Nach Ansicht des OLG Düsseldorf verbleibe es bei der Regel des § 260 ZPO, wonach mehrere Anträge bei demselben Gericht nur dann zusammen anhängig gemacht werden können, wenn dieses Gericht für sämtliche Ansprüche zuständig ist. Zudem fehle es an der Notwendigkeit eines Gerichtsstandes Kraft Sachzusammenhangs, da der allgemeine Gerichtsstand für sämtliche Anträge zur Verfügung stehe. Insoweit bestehe auch kein Widerspruch dazu, dass zusammengehörige Beanstandungen möglichst in einem Verfahren geltend gemacht werden sollen.

Mündliche Verhandlung erforderlich

Zudem hätte das LG Düsseldorf die einstweilige Verfügung nicht ohne vorherige mündliche Verhandlung erlassen dürfen, da der Antrag auf Erlass einer einstweiligen Verfügung umfangreiche Ausführungen zur Auslegung des § 14 Abs. 2 UWG n.F. umfasste, die die Abmahnung nicht enthielt.

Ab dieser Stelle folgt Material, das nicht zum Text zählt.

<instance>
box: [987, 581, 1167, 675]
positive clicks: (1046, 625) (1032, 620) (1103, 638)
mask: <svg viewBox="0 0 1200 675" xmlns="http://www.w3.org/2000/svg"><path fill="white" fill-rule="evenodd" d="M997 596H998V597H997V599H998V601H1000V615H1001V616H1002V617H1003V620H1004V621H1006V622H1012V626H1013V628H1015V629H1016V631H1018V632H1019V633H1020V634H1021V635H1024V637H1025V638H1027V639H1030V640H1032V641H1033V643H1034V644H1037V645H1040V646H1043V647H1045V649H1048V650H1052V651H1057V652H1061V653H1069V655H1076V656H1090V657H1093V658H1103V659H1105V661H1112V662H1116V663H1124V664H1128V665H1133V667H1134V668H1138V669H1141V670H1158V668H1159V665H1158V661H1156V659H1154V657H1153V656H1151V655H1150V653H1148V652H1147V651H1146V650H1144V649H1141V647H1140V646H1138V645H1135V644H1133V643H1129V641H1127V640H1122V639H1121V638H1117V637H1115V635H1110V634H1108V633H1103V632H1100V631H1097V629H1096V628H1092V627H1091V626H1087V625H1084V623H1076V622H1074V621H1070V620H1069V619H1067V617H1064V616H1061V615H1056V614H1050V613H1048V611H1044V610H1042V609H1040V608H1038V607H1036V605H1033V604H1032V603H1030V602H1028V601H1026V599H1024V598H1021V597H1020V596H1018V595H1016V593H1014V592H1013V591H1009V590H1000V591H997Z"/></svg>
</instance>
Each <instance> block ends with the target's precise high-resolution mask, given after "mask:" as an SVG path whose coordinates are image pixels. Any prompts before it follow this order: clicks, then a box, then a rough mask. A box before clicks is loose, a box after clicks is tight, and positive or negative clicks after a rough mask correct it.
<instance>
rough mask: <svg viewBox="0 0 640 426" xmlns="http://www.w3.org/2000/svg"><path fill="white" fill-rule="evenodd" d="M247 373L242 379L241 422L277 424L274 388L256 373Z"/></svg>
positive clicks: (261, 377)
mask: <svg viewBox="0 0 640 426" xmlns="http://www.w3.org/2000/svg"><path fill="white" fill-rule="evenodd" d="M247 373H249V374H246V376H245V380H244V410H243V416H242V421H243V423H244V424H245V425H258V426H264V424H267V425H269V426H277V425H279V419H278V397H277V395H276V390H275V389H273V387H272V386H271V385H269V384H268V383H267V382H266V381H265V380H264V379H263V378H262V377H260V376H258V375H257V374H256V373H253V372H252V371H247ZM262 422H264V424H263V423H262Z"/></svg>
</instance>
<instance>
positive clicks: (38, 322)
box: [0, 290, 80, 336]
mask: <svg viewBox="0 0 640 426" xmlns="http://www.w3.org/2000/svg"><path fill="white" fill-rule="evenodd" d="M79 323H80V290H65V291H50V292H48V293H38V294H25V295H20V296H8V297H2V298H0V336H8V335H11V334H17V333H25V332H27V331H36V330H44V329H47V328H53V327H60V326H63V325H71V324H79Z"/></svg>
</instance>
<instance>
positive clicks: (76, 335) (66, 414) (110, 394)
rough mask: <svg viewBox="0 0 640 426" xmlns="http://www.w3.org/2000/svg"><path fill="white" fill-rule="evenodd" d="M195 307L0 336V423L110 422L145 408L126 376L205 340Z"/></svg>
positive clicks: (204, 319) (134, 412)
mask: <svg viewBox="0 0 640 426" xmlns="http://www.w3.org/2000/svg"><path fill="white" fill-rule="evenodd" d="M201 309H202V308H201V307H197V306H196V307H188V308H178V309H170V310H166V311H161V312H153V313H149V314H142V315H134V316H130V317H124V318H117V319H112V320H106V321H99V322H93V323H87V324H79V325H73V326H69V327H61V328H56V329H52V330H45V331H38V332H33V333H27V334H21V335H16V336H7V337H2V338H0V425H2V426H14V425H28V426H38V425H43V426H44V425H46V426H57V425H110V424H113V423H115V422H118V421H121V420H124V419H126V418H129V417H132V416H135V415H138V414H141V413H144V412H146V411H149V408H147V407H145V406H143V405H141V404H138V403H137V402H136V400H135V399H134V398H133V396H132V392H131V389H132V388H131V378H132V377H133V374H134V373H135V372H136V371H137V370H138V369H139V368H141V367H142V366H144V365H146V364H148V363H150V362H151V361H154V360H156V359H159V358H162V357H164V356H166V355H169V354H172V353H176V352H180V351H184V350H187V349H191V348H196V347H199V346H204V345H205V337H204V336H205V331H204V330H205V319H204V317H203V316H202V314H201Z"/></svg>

Allerdings lagen entgegen der Auffassung des Landgerichts die Voraussetzungen, unter denen es nach der Rechtsprechung des Bundesverfassungsgerichts (s. zuletzt WRP 2021, 181; Beschluss vom 11.01.2021 – 1 BvR 2681/20) von einer Anhörung der Antragsgegnerin vor Erlass der Beschlussverfügung hätte absehen dürfen, ersichtlich nicht vor. Zwar hatte die Antragsstellerin die Antragsgegnerin vorher abgemahnt und die Abmahnung sowie die Antwort der Antragsgegnerin hierauf dem Gericht vorgelegt. Der Antrag auf Erlass einer einstweiligen Verfügung ging jedoch jedenfalls insoweit weit über die Abmahnung hinaus, als er umfangreiche Ausführungen zur Auslegung des § 14 Abs. 2 UWG n.F. umfasste. Dass die Antragsgegnerin in ihrer Schutzschrift auf § 14 Abs. 2 UWG n.F. hinwies, rechtfertigte diese Verfahrenshinweise nicht, da dieser Hinweis sehr kurz war und die Ausführungen der Antragsstellerin nicht berücksichtigen konnte. Damit hatte die Antragsstellerin ihren Antrag „sonst mit ergänzendem Vortrag begründet“ (vgl. BVerfG, Beschluss vom 11.01.2021 – 1 BvR 2681/20 Rdnr. 32 a.E.). Dadurch wurde es der Antragsgegnerin – anders als der Antragsstellerin – verwehrt, ihre umfangreichen Ausführungen zur Auslegung des § 14 Abs. 2 UWG n.F. vor Erlass der sie belastenden Beschlussverfügung zu Gehör zu bringen.

Fazit

Der Versuch des LG Düsseldorf, die neue Regelung zu unterlaufen, ist damit gescheitert. Erfreulich sind die deutlichen Worte des Gerichts. Die nach Auffassung des LG Düsseldorf vorzunehmenden Einschränkungen lassen sich weder dem Wortlaut der Vorschrift, ihrem Sinn und Zweck noch der Gesetzesbegründung entnehmen.